Accordingly, he said, Israel is "saddened and appalled by the European Union ministers who condemn these construction projects."

Israel has been widely criticized for approving last Friday preliminary plans to build 3,000 housing units in the E1 corridor between Jerusalem and Ma’aleh Adumim.

Barkat claimed in his article that the new threat Israel faces is not from foreign invaders, but rather from "international diplomats seeking to locate a simple but incorrect solution to the complex relationship between Israel and the Palestinians."

In this respect, he said that the push to divide "the united...capital of the state of Israel" is misguided, as "no divided city in history has ever succeeded."

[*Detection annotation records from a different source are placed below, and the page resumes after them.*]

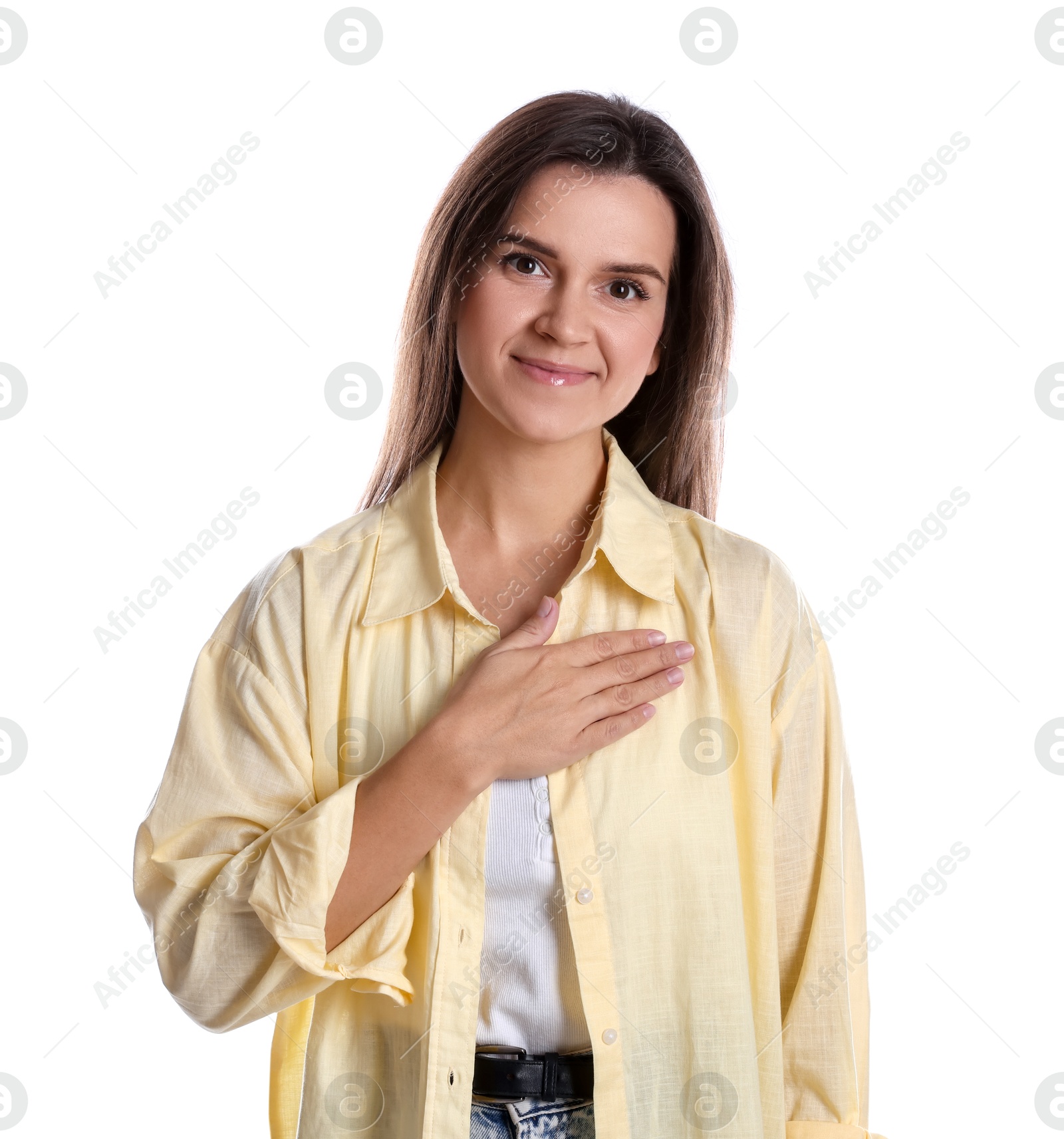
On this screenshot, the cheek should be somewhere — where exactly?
[601,312,664,380]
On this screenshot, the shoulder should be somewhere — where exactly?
[212,505,383,660]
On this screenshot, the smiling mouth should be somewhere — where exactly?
[514,356,595,387]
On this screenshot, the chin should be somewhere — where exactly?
[495,406,608,443]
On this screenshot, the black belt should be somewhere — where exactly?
[473,1045,595,1100]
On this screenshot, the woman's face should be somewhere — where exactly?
[456,163,676,442]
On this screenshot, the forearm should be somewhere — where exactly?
[325,716,491,952]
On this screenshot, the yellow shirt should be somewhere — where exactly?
[136,430,888,1139]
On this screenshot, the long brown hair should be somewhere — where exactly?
[360,91,732,518]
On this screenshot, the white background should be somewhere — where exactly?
[0,0,1064,1139]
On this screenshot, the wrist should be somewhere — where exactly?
[420,707,494,803]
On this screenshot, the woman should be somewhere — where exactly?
[136,92,884,1139]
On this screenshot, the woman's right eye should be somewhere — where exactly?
[505,253,539,277]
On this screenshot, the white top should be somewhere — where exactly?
[476,776,591,1053]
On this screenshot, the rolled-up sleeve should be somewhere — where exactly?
[772,630,888,1139]
[134,639,414,1032]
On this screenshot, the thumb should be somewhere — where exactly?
[497,594,559,649]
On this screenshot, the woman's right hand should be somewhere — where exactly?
[433,597,695,788]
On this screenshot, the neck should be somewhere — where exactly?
[436,391,607,553]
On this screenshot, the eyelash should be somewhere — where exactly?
[502,253,650,301]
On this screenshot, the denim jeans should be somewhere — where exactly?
[469,1099,595,1139]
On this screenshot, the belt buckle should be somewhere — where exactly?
[473,1045,529,1104]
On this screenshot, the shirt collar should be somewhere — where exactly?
[362,427,676,625]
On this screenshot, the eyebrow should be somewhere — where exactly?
[495,233,669,288]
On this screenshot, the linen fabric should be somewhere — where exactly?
[134,430,884,1139]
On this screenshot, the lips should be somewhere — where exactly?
[514,356,595,387]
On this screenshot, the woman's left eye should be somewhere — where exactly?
[609,280,647,301]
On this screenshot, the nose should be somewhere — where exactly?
[534,279,593,345]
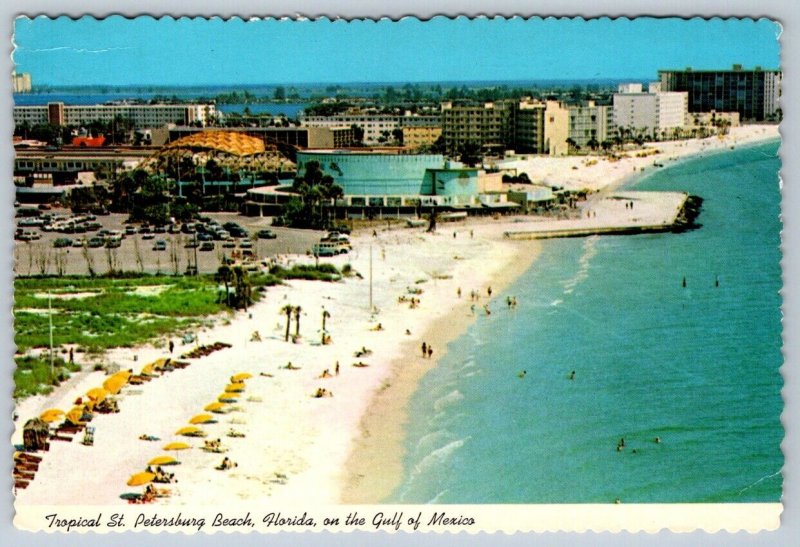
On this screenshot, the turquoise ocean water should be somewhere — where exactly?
[385,142,783,503]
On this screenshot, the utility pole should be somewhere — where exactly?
[369,243,373,313]
[47,292,56,380]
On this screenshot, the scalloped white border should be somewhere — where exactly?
[0,6,800,545]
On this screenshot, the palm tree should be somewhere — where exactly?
[281,304,294,342]
[216,264,233,306]
[322,308,331,345]
[294,306,303,336]
[233,266,251,311]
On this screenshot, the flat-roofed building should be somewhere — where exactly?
[658,64,782,121]
[167,126,355,149]
[300,111,441,145]
[442,101,517,154]
[403,125,442,148]
[14,102,216,129]
[614,85,688,138]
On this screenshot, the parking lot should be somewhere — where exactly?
[15,209,323,275]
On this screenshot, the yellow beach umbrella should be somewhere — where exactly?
[112,370,133,380]
[39,408,64,424]
[189,414,214,424]
[86,387,108,403]
[128,471,156,486]
[103,375,128,395]
[203,401,225,412]
[147,456,178,465]
[162,442,191,450]
[231,372,253,382]
[66,406,83,425]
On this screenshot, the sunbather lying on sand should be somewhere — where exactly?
[216,456,239,471]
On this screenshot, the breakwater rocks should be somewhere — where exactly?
[672,195,703,233]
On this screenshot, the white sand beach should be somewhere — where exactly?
[12,126,778,506]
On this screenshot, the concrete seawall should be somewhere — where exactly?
[505,192,703,239]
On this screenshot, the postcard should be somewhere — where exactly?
[11,16,784,534]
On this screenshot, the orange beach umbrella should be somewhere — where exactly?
[162,442,191,450]
[203,401,225,412]
[128,471,156,486]
[86,387,108,403]
[189,414,214,424]
[39,408,64,424]
[103,375,128,395]
[147,456,178,465]
[231,372,253,382]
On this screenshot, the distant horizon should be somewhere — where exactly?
[12,16,781,87]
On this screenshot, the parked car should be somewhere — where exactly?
[258,230,278,239]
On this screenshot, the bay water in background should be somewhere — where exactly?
[385,142,783,503]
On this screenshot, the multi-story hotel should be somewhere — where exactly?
[300,112,441,145]
[442,98,569,156]
[11,72,32,93]
[14,102,216,129]
[569,101,614,148]
[658,65,782,121]
[442,101,516,154]
[614,82,688,138]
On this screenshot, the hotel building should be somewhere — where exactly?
[658,65,782,121]
[14,102,216,129]
[614,83,688,138]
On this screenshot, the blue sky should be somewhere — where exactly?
[14,16,780,85]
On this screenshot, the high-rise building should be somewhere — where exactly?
[569,101,616,148]
[442,101,516,154]
[614,83,688,138]
[442,98,569,155]
[11,72,31,93]
[658,65,782,121]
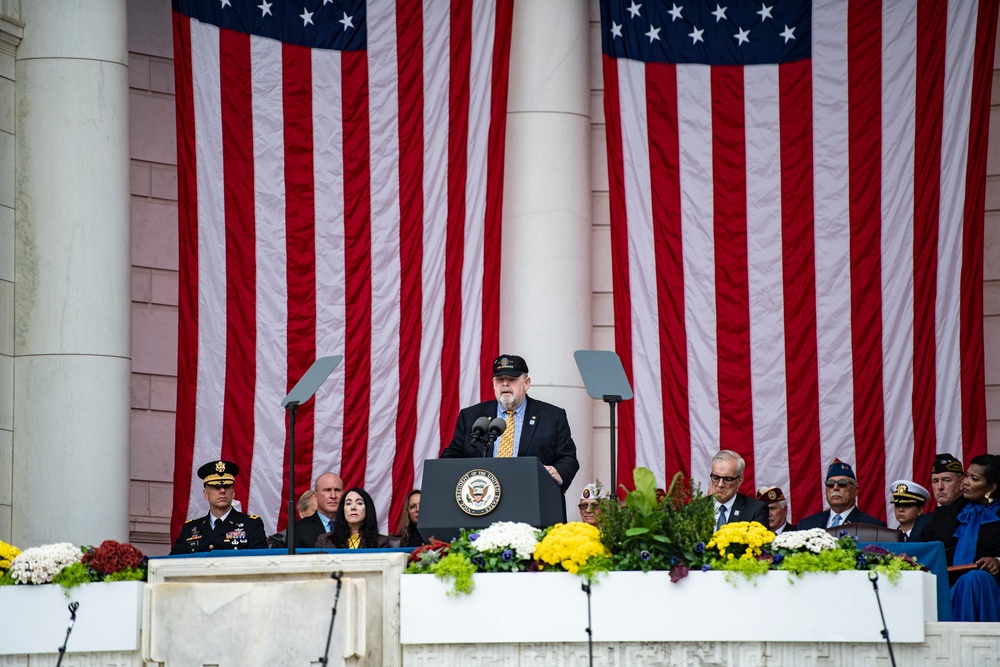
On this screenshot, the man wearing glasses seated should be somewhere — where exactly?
[708,449,768,530]
[796,459,885,530]
[576,482,606,526]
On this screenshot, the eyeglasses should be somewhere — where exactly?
[708,475,743,484]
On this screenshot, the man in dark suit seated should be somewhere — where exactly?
[757,486,792,535]
[708,449,768,530]
[441,354,580,493]
[295,472,344,549]
[796,459,885,530]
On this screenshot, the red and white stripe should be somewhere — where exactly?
[171,0,512,534]
[604,0,998,519]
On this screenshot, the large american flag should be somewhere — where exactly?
[601,0,997,519]
[171,0,512,535]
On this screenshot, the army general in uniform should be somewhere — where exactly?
[170,461,267,554]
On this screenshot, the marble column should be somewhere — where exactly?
[508,0,594,520]
[11,0,131,548]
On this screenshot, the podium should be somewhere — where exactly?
[418,456,566,542]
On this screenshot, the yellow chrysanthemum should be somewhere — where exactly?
[0,541,21,572]
[535,521,608,574]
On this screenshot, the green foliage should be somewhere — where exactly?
[712,558,771,584]
[431,553,476,597]
[52,563,94,596]
[577,556,615,583]
[777,549,857,576]
[101,567,146,581]
[597,468,713,572]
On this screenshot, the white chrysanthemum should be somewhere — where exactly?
[472,521,538,560]
[771,528,837,554]
[10,542,83,584]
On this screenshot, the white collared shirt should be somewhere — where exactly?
[826,503,857,528]
[714,494,736,525]
[212,507,233,530]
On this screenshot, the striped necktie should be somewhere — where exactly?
[497,410,514,457]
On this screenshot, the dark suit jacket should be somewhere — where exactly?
[441,396,580,494]
[726,493,767,528]
[170,510,267,555]
[795,507,885,530]
[295,512,326,549]
[906,512,934,542]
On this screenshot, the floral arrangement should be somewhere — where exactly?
[535,521,614,581]
[0,540,148,590]
[406,521,541,595]
[10,542,83,584]
[703,521,774,578]
[0,540,21,578]
[597,468,713,581]
[406,468,925,595]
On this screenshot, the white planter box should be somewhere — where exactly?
[0,581,145,655]
[400,572,937,644]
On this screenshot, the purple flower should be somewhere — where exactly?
[861,544,892,556]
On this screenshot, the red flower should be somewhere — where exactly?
[83,540,146,575]
[410,540,451,563]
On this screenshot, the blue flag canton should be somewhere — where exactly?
[173,0,368,51]
[601,0,812,65]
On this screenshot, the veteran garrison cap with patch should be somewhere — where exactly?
[493,354,528,377]
[198,459,240,486]
[889,479,931,505]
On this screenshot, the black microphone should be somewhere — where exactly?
[469,416,490,456]
[483,417,507,456]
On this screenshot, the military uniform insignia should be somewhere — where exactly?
[226,523,247,544]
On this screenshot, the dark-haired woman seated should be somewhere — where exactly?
[399,489,424,547]
[924,454,1000,622]
[316,487,389,549]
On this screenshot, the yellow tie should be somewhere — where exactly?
[497,410,514,457]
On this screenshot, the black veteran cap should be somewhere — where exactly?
[931,454,965,475]
[826,459,858,481]
[757,486,785,505]
[493,354,528,377]
[889,479,931,505]
[198,460,240,486]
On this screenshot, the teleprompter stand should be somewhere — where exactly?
[281,354,344,554]
[573,350,632,497]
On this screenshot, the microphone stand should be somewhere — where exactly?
[868,570,896,667]
[285,401,299,556]
[56,602,80,667]
[580,581,594,667]
[319,571,344,665]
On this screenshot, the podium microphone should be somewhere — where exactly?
[469,417,490,453]
[483,417,507,456]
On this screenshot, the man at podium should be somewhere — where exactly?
[441,354,580,493]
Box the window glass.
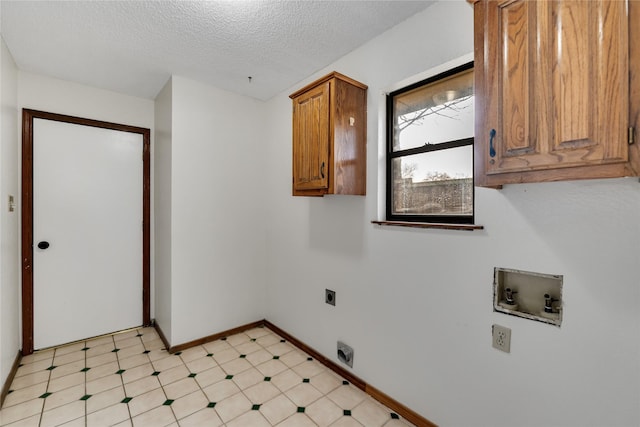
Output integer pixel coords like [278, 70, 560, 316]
[387, 63, 474, 223]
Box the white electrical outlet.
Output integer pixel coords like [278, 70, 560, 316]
[492, 325, 511, 353]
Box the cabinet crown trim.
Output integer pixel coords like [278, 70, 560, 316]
[289, 71, 368, 99]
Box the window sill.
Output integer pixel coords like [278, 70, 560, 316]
[371, 221, 484, 231]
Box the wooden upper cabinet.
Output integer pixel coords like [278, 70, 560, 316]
[290, 72, 367, 196]
[474, 0, 640, 186]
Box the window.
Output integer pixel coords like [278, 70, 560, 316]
[387, 62, 474, 224]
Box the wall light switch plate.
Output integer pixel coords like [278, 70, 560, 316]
[324, 289, 336, 305]
[492, 325, 511, 353]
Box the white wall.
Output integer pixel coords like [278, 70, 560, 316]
[265, 1, 640, 427]
[152, 79, 173, 342]
[166, 76, 269, 345]
[0, 38, 20, 388]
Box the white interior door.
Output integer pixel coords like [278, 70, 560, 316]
[33, 118, 143, 349]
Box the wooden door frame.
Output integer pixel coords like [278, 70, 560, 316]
[22, 108, 151, 356]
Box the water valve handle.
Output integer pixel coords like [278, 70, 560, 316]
[504, 288, 518, 305]
[544, 294, 558, 313]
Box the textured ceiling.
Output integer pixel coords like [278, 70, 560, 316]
[0, 0, 432, 100]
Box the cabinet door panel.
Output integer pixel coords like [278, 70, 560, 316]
[488, 0, 629, 174]
[293, 83, 330, 190]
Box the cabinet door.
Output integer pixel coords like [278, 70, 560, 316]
[476, 0, 629, 175]
[293, 82, 330, 190]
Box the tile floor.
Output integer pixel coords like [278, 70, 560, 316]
[0, 328, 411, 427]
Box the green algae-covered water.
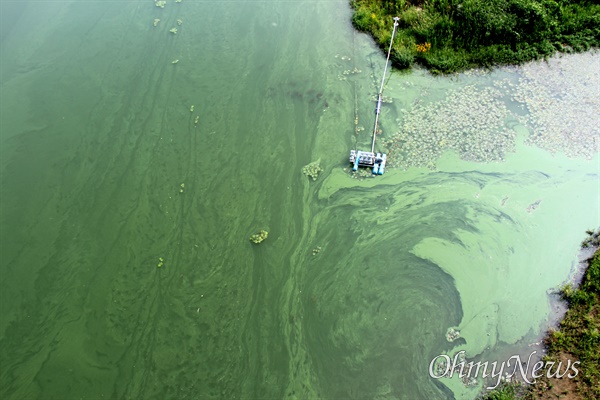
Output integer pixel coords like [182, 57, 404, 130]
[0, 0, 600, 399]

"Isn't it ironic," Barkat continued, "that many in Europe who recently celebrated 25 years of the reunification of Berlin are at the same time calling for the division of another capital on another continent?"

In practical terms, Barkat insisted that the expansion of Jerusalem's residential areas was essential for the natural growth of all segments of the population, citing the fact that by 2030 the city's population will increase by more than 200,000 people to one million residents.

"The capital of a sovereign nation cannot be expected to freeze growth rather than provide housing to families of all faiths eager to make their lives there," Barkat said.

Barkat concluded by invoking the Jewish connection to Jerusalem, saying that "The Jewish people, even in their darkest days - amid expulsions, pogroms, the Holocaust and waves of terror - have always comforted themselves with the saying: 'Next year in Jerusalem.'"

Barkat's statement echoed those of Prime Minister Binyamin Netanyahu, who on Monday dismissed as "simply false" the suggestion that Israeli plans for the E1 area preclude the eventual emergence of a Palestinian state.

Despite expressing dissatisfaction with the Palestinians, Netanyahu nonetheless reiterated Israel's commitment to holding direct negotiations with the PA in which all issues can be raised.

"Israel wants a two-state solution, but it can only be achieved through direct negotiations," he said.